“Ask the Expert” features advice from Consolidated Concepts Inc.

Please send questions for this column to Modern Restaurant Management (MRM) magazine Executive Editor Barbara Castiglia at bcastiglia@modernrestaurantmanagement.com.

Q: I’ve been reading about the swine fever and its impact on operators. What can I do off-set costs and protect my brand and menu?

A: Among the many issues that restaurants get to worry about the upcoming season one looms quite large — pork prices.  This year, pork prices are being driven up not only by our nation’s Chinese trade war, but also by an epidemic of African Swine Fever that is plaguing Asian hog markets.

Most analysts predict that protein prices are likely to rise for the second half of 2019 and into 2020. 

Now to be clear, ASF is not a risk to human health, but how this unfortunate pork situation will affect restaurants remains to be seen. Most analysts predict that protein prices are likely to rise for the second half of 2019 and into 2020.  The pace of these increases will rely heavily on the conditions of trade deals as well as the expansion of the ASF outbreak into new regions. Poultry will likely be the primary substitute for filling the gap in global pork demand, which may cause an increase in price if production is not brought up to meet the potential demand. 

What can restaurants do to offset this price trend? Here are a few suggestions. 

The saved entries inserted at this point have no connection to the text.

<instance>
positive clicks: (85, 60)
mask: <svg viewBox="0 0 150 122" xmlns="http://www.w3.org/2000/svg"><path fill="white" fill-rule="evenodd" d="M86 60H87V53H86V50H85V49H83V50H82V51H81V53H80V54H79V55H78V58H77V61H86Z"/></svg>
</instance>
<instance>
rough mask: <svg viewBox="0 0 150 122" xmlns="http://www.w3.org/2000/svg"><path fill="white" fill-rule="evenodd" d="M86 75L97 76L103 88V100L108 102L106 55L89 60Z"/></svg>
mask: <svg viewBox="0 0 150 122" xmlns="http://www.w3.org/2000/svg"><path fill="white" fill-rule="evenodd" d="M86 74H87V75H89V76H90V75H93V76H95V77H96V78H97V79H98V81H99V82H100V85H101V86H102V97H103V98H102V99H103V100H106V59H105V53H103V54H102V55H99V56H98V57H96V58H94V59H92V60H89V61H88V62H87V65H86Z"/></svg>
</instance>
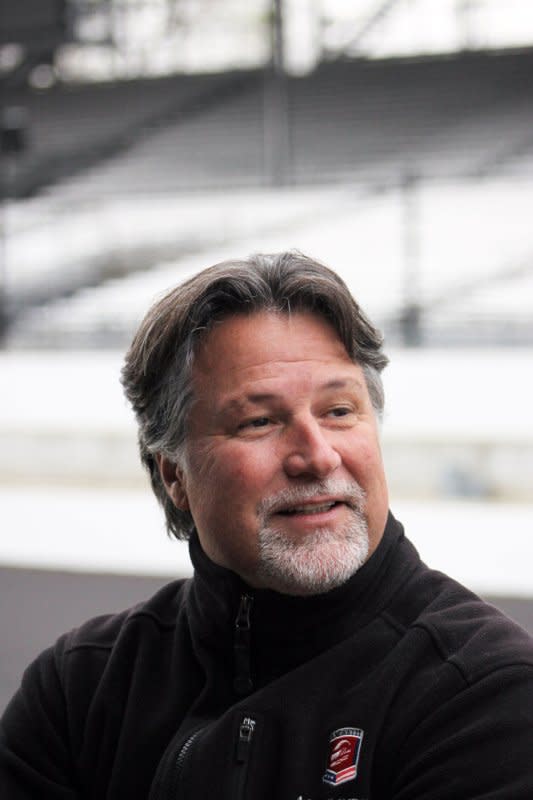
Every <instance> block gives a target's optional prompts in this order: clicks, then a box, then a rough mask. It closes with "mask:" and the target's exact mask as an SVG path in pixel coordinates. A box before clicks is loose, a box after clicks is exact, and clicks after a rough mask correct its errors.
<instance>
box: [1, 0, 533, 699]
mask: <svg viewBox="0 0 533 800" xmlns="http://www.w3.org/2000/svg"><path fill="white" fill-rule="evenodd" d="M0 12H1V19H2V26H1V28H0V88H1V95H0V104H1V107H0V133H1V140H0V144H1V159H0V334H1V347H0V381H1V392H0V502H1V517H0V519H1V523H0V526H1V528H0V634H1V635H0V640H1V641H2V653H1V658H0V708H2V707H3V706H4V705H5V703H6V702H7V700H8V698H9V697H10V695H11V694H12V693H13V692H14V691H15V689H16V687H17V685H18V682H19V679H20V674H21V672H22V669H23V668H24V666H25V665H26V664H27V663H28V661H29V660H30V659H31V658H33V657H34V656H35V655H37V653H38V652H39V651H40V650H41V649H42V648H44V647H45V646H47V645H48V644H50V643H51V642H53V640H54V639H55V638H56V637H57V636H58V635H59V634H60V633H61V632H63V631H64V630H66V629H68V628H69V627H72V626H74V625H77V624H79V623H80V622H81V621H83V620H84V619H85V618H87V617H89V616H94V615H95V614H98V613H101V612H109V611H116V610H119V609H121V608H123V607H126V606H128V605H130V604H132V603H134V602H137V601H140V600H142V599H144V598H145V597H147V596H148V595H149V594H150V593H152V592H153V591H154V589H155V588H157V587H158V586H160V585H162V584H163V583H165V582H166V581H168V580H170V579H172V578H175V577H181V576H183V575H187V574H189V573H190V566H189V560H188V554H187V548H186V546H184V545H183V544H180V543H177V542H171V541H170V540H169V539H168V538H167V537H166V535H165V532H164V524H163V517H162V514H161V512H160V510H159V509H158V507H157V505H156V502H155V499H154V498H153V497H152V495H151V492H150V489H149V487H148V482H147V479H146V477H145V475H144V474H143V473H142V471H141V467H140V466H139V463H138V458H137V453H136V432H135V425H134V423H133V420H132V417H131V414H130V412H129V410H128V408H127V406H126V403H125V401H124V400H123V398H122V394H121V388H120V384H119V372H120V367H121V361H122V359H123V354H124V351H125V349H126V347H127V346H128V343H129V341H130V339H131V336H132V333H133V331H134V330H135V327H136V326H137V324H138V323H139V321H140V320H141V318H142V316H143V314H144V313H145V311H146V310H147V308H148V306H149V305H150V304H151V302H152V301H153V300H154V299H156V298H157V297H158V296H160V295H161V293H163V292H164V291H165V290H166V289H167V288H169V287H171V286H173V285H175V284H176V283H178V282H179V281H181V280H183V279H184V278H186V277H188V276H190V275H191V274H193V273H194V272H195V271H197V270H199V269H202V268H203V267H206V266H209V265H210V264H212V263H215V262H217V261H220V260H222V259H224V258H230V257H242V256H246V255H248V254H249V253H251V252H272V251H277V250H281V249H288V248H298V249H300V250H302V251H303V252H305V253H307V254H309V255H311V256H314V257H316V258H319V259H321V260H323V261H324V262H325V263H327V264H328V265H329V266H331V267H332V268H334V269H335V270H337V271H338V272H339V273H340V274H341V275H342V276H343V278H344V279H345V280H346V281H347V283H348V284H349V286H350V288H351V289H352V290H353V292H354V294H355V296H356V297H357V299H358V300H359V301H360V303H361V305H362V306H363V307H364V308H365V309H366V311H367V312H368V313H369V314H370V316H371V317H372V319H373V320H374V322H376V323H377V324H378V325H379V326H380V327H381V328H382V330H383V331H384V333H385V336H386V350H387V352H388V354H389V356H390V358H391V364H390V366H389V367H388V368H387V370H386V372H385V374H384V380H385V389H386V394H387V411H386V416H385V421H384V425H383V449H384V453H385V460H386V466H387V469H388V475H389V480H390V488H391V507H392V509H393V512H394V513H395V514H396V516H397V517H398V518H399V519H400V520H402V521H403V522H404V524H405V527H406V530H407V533H408V535H409V536H410V538H412V540H413V541H414V542H415V544H416V545H417V547H418V548H419V550H420V552H421V554H422V556H423V558H424V559H425V560H426V561H427V562H428V563H429V564H430V565H431V566H434V567H435V568H437V569H442V570H444V571H446V572H448V573H449V574H451V575H453V576H454V577H456V578H457V579H459V580H460V581H462V582H464V583H467V584H468V585H469V586H470V587H472V588H473V589H474V590H475V591H477V592H478V593H480V594H482V595H483V596H484V597H487V598H488V599H489V600H490V601H491V602H494V603H495V604H496V605H499V606H500V607H501V608H502V609H503V610H504V611H505V612H506V613H508V614H509V615H510V616H512V617H514V618H515V619H516V620H518V621H519V622H520V623H521V624H522V625H524V626H525V627H526V628H528V629H529V630H530V631H532V632H533V581H532V578H531V571H532V568H531V565H532V554H533V422H532V408H533V369H532V368H533V359H532V356H533V222H532V219H533V214H532V211H533V6H532V4H531V2H530V0H507V2H505V3H502V2H500V0H350V2H348V0H246V2H243V1H242V0H240V1H239V0H0Z"/></svg>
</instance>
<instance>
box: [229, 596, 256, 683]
mask: <svg viewBox="0 0 533 800" xmlns="http://www.w3.org/2000/svg"><path fill="white" fill-rule="evenodd" d="M253 602H254V600H253V597H251V596H250V595H249V594H242V595H241V599H240V602H239V609H238V611H237V617H236V619H235V638H234V642H233V654H234V678H233V688H234V690H235V693H236V694H237V695H239V696H241V697H242V696H244V695H247V694H250V692H251V691H252V690H253V688H254V685H253V682H252V676H251V667H250V638H251V636H250V634H251V623H250V614H251V611H252V605H253Z"/></svg>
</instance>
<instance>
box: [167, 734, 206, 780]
mask: <svg viewBox="0 0 533 800" xmlns="http://www.w3.org/2000/svg"><path fill="white" fill-rule="evenodd" d="M202 730H203V729H202V728H199V730H197V731H195V732H194V733H191V735H190V736H189V737H188V738H187V739H186V740H185V742H184V743H183V745H182V746H181V748H180V751H179V753H178V757H177V758H176V763H175V765H174V780H173V783H174V786H177V785H178V782H179V779H180V776H181V773H182V771H183V766H184V764H185V762H186V760H187V755H188V753H189V750H190V749H191V747H192V745H193V742H194V740H195V739H196V737H197V736H198V734H199V733H200V732H201V731H202Z"/></svg>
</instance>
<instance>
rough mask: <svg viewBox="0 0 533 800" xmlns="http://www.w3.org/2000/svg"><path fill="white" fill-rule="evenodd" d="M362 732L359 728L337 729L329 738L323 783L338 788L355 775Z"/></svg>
mask: <svg viewBox="0 0 533 800" xmlns="http://www.w3.org/2000/svg"><path fill="white" fill-rule="evenodd" d="M362 741H363V731H362V730H361V728H338V729H337V730H336V731H333V733H332V734H331V736H330V737H329V754H328V761H327V765H326V771H325V773H324V775H323V777H322V780H323V781H324V783H329V784H331V785H333V786H340V784H341V783H346V781H351V780H353V779H354V778H355V777H356V775H357V764H358V762H359V753H360V752H361V742H362Z"/></svg>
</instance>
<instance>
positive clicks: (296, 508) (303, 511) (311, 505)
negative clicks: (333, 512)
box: [285, 503, 335, 514]
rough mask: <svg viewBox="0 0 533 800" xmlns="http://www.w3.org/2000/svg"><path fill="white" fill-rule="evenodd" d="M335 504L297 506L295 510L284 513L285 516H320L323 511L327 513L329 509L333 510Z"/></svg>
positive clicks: (332, 503) (289, 510) (288, 509)
mask: <svg viewBox="0 0 533 800" xmlns="http://www.w3.org/2000/svg"><path fill="white" fill-rule="evenodd" d="M334 505H335V503H323V504H322V505H321V506H317V505H314V504H313V505H308V506H297V507H296V508H291V509H288V510H287V511H286V512H285V513H286V514H321V513H322V512H323V511H329V510H330V508H333V506H334Z"/></svg>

  • One obvious thing restaurant operators can do is raise prices on the menu. While guests may be resistant to this change, operators can tweak recipes to include other premium ingredients to justify the cost of the increase. Additional premium ingredients can include on-trend items such as goat cheese, pomegranate seeds and truffle oil.
  • If your restaurant relies heavily on pork and operators can’t ideally change prices, look to offset costs in other ways that don’t have a direct correlation to pork. This can include a reduction in labor, disposable, or other costs. Many consultants and group purchasing organizations recommend reducing food costs as a way to increase margins.
  • It is most likely too late in the cycle of ASF to lock in any contracted pork pricing, so operators may want to target chicken contracts that will allow them to more profitably add poultry to the menus in place of pork. 
  • Operators also can add other proteins to menu items in place of pork. This can include more chicken, as stated above, beans or even different types of beef and turkey. Get creative and ask your supplier what they can do to help. It might be the case that there are pork producers in your market who have a similar product that is safe for consumption.